Genau, das hat mit Marmelade nur am Rande zu tun. Wir stehen an der Schwelle zu einer völlig neuen Zeit. Dabei wünsche ich mir die Kultivierung einer entspannten und positiven Grundhaltung für die Zukunft. Ich glaube, wir alle dürfen uns neu erfinden und jeder kann dazu beitragen, dass daraus etwas Gutes entsteht. Wenn wir uns auf die Apokalypse ausrichten, erschaffen wir eine Apokalypse – richten wir uns aber auf etwas wirklich Neues aus, das dem Wohle aller dient, erschaffen wir genau das.


Ich habe eben bereits gesehen, dass ihr nicht nur Erdbeere und Himbeere im Sortiment habt. Wie viele Geschmäcker habt ihr aktuell im Angebot?

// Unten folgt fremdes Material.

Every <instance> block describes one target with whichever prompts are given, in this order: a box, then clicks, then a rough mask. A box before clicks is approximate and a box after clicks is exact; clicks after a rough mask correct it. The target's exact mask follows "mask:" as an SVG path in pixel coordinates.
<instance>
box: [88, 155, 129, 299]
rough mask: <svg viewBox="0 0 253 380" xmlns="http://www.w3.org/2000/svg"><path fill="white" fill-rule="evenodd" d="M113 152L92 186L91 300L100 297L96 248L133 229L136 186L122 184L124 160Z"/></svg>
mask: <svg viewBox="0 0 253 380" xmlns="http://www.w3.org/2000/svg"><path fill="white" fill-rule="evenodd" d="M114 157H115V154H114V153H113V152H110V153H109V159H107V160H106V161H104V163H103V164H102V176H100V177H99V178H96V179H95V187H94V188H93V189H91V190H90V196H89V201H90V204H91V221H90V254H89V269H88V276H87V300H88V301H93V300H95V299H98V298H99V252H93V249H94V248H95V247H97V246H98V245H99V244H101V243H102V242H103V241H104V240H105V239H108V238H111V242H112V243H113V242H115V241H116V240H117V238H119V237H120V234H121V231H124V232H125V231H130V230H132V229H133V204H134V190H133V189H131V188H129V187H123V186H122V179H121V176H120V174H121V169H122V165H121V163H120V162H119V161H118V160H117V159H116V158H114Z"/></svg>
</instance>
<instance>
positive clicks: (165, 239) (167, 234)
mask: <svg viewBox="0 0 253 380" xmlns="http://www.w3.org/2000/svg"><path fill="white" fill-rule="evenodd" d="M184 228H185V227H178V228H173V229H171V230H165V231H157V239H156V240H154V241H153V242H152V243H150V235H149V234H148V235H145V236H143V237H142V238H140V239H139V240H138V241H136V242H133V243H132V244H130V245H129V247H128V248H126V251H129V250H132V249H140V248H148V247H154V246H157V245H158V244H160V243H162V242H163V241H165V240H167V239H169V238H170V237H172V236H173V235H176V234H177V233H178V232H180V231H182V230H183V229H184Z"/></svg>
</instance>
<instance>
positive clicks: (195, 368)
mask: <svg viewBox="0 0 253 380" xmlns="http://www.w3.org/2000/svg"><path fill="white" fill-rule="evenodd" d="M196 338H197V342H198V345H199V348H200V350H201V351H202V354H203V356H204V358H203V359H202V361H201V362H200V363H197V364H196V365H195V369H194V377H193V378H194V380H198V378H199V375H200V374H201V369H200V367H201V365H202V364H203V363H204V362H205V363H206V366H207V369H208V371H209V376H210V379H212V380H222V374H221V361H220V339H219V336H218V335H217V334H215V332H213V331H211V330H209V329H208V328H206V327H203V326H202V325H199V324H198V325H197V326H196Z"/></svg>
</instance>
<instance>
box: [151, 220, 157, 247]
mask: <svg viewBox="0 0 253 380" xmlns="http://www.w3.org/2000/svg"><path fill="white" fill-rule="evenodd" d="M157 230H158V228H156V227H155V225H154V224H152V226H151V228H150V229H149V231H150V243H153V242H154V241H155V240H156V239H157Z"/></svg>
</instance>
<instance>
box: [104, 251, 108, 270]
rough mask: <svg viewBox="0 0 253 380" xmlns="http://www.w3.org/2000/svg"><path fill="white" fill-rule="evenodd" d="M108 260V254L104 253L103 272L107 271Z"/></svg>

Tatsächlich fast 100. Zuletzt haben wir auch eine zuckerfreie Reihe eingeführt.


Und was ist dein Favorit?


Ah, das wechselt. Momentan ist es Quittengelee, manchmal ist es Orangenmarmelade und oft könnte ich mich in das Rosengelee legen. Das sind meine Topsorten.


Vielen Dank für das Gespräch, ich habe jetzt auf jeden Fall Appetit.

Angela von der Goltz studierte in Münster Kulturwissenschaften, Deutsch und Geschichte. Daneben arbeitete sie in unterschiedlichsten Bereichen und lernte acht Sprachen. Seit 2007 ist die gebürtige Münchnerin Inhaberin und Geschäftsführerin der Marmeladenmanufaktur in Münster.